# Immigrating to Mexico ?



## future expat1 (Jul 26, 2013)

m a 16 year old white male from London england, i originally wanted to go to the US but since there immigration policies are so ridiculously strict its retarded i have been considering mexico, im not sure about my future career, i was thinking social work, sociology, anthropology, mental health, business, marketing, human resources, management, real estate sales, car sales etc. i know i have a lot of ideas lol 

or i was thinking about saving up some money and open a small bar or hotel or shop or some sort of business, im not really sure lol 

please suggest a business idea if you can?

how how likely are my ambitions ? how long will it take? etc

how much money should i save up to go there?

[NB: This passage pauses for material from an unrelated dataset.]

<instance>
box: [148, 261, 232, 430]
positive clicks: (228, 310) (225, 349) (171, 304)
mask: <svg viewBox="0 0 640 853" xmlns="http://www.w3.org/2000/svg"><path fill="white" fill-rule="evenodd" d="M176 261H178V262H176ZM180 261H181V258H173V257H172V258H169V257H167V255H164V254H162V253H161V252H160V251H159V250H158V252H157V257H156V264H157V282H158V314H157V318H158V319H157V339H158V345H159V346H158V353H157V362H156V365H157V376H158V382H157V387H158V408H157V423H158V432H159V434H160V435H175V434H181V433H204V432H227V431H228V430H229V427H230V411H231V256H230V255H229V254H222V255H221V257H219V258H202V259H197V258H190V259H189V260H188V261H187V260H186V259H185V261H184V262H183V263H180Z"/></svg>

i speak literally no spanish, but im willing to learn

which mexican city is best for me?

and obviously i know i can't immigrate now, i'm just planning ahead

and also i know its not really related, but why is the obesity rate in mexico so high, its even more than the USA now, but why?


----------



## maesonna (Jun 10, 2008)

Your easiest business idea is to leverage the greatest advantage you have – being a native English speaker – you can teach English lessons. In the meantime, to prepare, you can work to improve your English. Your spelling and composition are satisfactory, so you have a good start. But good language teachers care about correct language (e.g. capitalization) even when they’re doing a casual post in a forum.

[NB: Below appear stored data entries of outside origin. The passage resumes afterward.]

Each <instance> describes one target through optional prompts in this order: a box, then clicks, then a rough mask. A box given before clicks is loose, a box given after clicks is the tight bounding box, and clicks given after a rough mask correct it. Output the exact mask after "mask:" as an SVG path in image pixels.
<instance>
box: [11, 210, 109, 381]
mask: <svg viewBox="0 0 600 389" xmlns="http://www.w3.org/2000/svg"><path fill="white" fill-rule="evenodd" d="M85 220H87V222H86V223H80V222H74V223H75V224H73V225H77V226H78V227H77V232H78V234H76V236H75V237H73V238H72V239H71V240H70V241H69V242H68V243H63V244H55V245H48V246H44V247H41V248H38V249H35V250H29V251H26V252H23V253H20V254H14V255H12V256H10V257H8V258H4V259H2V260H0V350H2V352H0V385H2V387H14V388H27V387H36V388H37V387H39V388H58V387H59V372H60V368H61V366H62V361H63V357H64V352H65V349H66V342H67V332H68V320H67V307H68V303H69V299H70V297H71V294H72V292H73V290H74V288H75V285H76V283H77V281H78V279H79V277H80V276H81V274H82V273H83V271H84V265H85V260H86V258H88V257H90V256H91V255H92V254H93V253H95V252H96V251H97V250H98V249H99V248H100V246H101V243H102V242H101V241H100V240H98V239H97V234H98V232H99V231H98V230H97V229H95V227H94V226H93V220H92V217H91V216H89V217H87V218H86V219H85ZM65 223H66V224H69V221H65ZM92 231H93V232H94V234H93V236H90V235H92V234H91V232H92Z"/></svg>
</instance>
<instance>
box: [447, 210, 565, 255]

Check out the archives of a blog called ”The Mexile” written by an Englishman who spent several years teaching English in Mexico City, went back to England for a couple of years, and is about to return to Mexico. He’s also summarized some of his blog posts on teaching English in Mexico City in a book called “_TEFLers Guide Mexico City_”

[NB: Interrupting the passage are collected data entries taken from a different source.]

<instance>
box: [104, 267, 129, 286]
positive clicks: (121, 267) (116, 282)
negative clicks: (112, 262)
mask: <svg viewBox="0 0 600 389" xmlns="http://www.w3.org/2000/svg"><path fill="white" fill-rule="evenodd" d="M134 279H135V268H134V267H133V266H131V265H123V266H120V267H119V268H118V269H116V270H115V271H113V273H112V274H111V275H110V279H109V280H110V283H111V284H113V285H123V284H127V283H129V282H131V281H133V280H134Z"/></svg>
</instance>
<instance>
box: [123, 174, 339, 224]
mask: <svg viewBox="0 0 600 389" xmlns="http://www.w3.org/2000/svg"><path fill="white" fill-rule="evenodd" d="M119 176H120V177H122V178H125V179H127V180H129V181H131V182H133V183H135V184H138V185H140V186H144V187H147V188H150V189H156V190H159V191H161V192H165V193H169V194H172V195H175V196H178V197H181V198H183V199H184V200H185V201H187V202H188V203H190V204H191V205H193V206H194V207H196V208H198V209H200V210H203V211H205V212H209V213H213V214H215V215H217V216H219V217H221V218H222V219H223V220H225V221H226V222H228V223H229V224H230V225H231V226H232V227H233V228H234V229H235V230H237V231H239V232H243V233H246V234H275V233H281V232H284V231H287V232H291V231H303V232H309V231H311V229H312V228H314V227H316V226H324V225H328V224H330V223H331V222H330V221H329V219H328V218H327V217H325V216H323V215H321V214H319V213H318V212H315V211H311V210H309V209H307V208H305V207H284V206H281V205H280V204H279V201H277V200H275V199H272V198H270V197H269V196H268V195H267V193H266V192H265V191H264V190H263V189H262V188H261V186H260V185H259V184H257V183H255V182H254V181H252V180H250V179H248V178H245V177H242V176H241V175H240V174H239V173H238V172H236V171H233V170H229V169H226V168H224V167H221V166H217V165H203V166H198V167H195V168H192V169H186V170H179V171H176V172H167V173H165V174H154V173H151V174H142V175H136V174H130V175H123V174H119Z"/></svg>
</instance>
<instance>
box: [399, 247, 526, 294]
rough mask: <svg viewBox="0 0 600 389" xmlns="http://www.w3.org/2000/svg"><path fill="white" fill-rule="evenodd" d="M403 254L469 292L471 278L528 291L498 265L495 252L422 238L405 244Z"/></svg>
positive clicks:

My opinion: obesity is high because of high sugar and other carbohydrate intake – soda pop is the normal default drink with every meal, and there are plenty of sweet breads and little cakes everywhere.


----------



## Isla Verde (Oct 19, 2011)

I'm going to have to close this thread because the Expat Forum rules state that you must be at least 18 years old to post here. Sorry future expat1.


----------